The chatter in the bus fell silent as the Caravana participants realized they were entering Tierra Blanca. Unlike in the other cities the Caravana had passed through, there were no crowds of supporters waiting to greet the buses. There wasn’t a welcoming parish with a simple hot meal prepared for the tired travelers. There was pouring rain, a chill in the air, and a cold, damp gymnasium offering a concrete floor for people to sleep on.

Mariela was nervous. There was something powerful about hundreds of people, migrants, victims, their family members, and supporters, pulling into Tierra Blanca. But the hush that fell over the crowd came from a mix of awe and anxiousness. This was Zeta territory. The notoriety of the priests leading the Caravana and the gaggle of press following its every step had kept everyone safe until now, but Mariela knew that there are no guarantees with the Zetas.

Because of Tierra Blanca’s infamy for Zeta kidnappings, the meeting had to happen here. The special rapporteur for the rights of migrant workers and their families from the Interamerican Commission on Human Rights, Felipe Gonzales, was coming to Mexico in July of 2011. He was invited in by the Mexican government, according to protocol, and his preliminary itinerary consisted of meeting with the now-famous Mexican priests who defend migrants and run shelters, heads of NGOs, and government representatives from various states. The many different organizations that make up the Caravana knew that this would not be sufficient to really understand the violence migrants face in Mexico. Gonzales had to come to Tierra Blanca and he had to hear from victims themselves. He had to hear from Mariela.

The Caravana Paso a Paso Hacia La Paz (Step by Step towards Peace) had a symbolic importance and a practical purpose. It combined public action, calling attention to the violence and injustice migrants face, with a private meeting, giving direct testimony to a representative of an important international organization. There had been marches and vigils in each city the Caravana passed through, making its way from Mexico’s southern border to Veracruz. In Tierra Blanca, though, the presence of the Caravana held more weight, bringing light to the very place where migrants travel in the shadows and the Zetas rely on the darkness to carry out their kidnappings.

For a few hours, the Caravana occupied the train tracks in Tierra Blanca, holding a press conference in the very place where migrants are kidnapped while officials look the other way. Then, those who had been victims of kidnapping or family members who had had loved-ones disappear while trying to make their way through Mexico had a private meeting with the Rapporteur. This meeting had to be strictly confidential. The organizers suspected that the Caravana had at least a few Zeta infiltrators.

As person after person described in detail to the Rapporteur the horrors suffered in Mexico, the Rapporteur and his team were sickened.

He heard a dozen testimonies, each more emotional than the last. Mothers described the heartbreak of losing their children who had left home to try and help the family financially. A young man broke down in tears as he recounted being kidnapped only a few months earlier in Tierra Blanca.
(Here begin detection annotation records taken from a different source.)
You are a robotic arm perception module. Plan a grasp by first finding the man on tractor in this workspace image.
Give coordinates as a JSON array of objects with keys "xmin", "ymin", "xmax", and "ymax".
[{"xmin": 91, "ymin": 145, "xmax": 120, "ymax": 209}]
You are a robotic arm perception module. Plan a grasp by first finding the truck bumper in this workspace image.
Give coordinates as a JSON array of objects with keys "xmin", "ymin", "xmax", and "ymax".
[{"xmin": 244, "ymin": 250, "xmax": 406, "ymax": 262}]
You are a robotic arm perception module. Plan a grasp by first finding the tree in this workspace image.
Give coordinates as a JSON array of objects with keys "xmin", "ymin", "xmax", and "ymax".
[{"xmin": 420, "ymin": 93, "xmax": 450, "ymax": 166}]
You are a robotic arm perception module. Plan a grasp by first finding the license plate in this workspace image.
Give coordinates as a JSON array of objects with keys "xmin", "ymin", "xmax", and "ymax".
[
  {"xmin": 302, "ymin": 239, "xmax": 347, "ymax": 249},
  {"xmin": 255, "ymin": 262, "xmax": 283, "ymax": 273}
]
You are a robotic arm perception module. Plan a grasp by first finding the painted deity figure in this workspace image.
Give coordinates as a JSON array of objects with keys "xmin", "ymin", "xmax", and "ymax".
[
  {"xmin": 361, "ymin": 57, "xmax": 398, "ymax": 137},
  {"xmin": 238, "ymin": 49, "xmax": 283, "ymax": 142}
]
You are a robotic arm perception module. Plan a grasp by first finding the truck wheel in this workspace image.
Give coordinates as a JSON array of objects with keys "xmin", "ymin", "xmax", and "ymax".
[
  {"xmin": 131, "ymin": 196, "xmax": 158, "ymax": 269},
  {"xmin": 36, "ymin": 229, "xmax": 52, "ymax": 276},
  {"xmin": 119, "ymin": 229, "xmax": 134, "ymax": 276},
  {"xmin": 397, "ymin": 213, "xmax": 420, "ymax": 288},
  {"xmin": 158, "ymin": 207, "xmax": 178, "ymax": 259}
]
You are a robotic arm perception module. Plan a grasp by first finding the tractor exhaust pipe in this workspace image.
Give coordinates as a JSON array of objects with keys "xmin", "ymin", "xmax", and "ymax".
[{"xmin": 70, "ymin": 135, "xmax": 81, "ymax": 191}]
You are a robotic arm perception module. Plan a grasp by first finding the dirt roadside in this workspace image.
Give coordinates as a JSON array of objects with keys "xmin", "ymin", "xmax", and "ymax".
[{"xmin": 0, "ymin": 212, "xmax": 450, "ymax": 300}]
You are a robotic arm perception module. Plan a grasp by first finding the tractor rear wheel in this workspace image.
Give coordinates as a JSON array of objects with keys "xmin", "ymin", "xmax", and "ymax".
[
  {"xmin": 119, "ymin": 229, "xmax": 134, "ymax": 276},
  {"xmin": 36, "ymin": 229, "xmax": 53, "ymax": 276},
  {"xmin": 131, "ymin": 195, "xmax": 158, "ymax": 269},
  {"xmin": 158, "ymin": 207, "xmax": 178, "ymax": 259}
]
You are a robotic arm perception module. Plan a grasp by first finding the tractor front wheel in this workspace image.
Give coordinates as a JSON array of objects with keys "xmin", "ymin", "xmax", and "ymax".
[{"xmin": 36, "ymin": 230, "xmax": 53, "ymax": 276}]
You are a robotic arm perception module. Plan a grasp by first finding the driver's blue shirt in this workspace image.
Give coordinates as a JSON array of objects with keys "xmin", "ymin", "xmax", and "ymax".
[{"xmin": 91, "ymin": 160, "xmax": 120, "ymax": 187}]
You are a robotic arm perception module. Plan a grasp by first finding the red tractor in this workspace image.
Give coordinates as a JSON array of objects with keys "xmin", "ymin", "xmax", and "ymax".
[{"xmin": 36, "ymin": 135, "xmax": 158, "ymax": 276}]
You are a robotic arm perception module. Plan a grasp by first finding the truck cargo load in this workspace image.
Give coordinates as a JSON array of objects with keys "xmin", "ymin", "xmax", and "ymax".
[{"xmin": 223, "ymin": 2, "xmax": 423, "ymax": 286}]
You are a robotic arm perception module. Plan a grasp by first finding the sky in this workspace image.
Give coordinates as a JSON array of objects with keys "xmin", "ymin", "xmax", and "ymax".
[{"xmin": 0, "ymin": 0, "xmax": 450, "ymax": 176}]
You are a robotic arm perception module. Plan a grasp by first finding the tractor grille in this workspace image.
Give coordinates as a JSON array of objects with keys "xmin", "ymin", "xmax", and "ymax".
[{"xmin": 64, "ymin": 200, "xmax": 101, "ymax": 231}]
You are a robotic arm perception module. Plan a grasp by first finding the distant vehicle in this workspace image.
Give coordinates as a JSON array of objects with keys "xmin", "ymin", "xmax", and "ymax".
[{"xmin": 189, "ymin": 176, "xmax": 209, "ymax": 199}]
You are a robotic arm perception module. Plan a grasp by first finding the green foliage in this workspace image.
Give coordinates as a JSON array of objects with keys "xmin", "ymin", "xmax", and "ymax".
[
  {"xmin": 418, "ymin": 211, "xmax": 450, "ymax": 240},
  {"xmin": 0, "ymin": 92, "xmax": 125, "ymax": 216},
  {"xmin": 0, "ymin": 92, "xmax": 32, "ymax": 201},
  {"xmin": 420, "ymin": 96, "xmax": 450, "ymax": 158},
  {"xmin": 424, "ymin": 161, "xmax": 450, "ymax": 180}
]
Mariela shared her story.

Shell-shocked from the testimonies, the Rapporteur and his team thanked the organizers for bringing them to Tierra Blanca, for making them listen to these testimonies straight from the people who had lived them first hand.The Rapporteur has yes to issue its full report on its visit to Mexico, but its preliminary observations were released almost immediately, based largely on the testimony it heard from migrants like Mariela in Tierra Blanca.

Mariela was exhausted, depleted, but she spoke about a reality that for most people, even many migrants on top of a fright train, was unimaginable. She was proud of herself for telling the truth. Maybe if people know the truth, they will put a stop to this.

Before sunset could heighten the dangers of Tierra Blanca, the Caravana moved on, headed towards Mexico City to lobby the Mexican legislature for immigration reform, including demanding a temporary visa for the Caravana participants. For a day, at least, Tierra Blanca had not belonged to the Zetas.

 Mariela is not this woman’s real name. Throughout this article we will use pseudonym.

This article was originally written in 2012.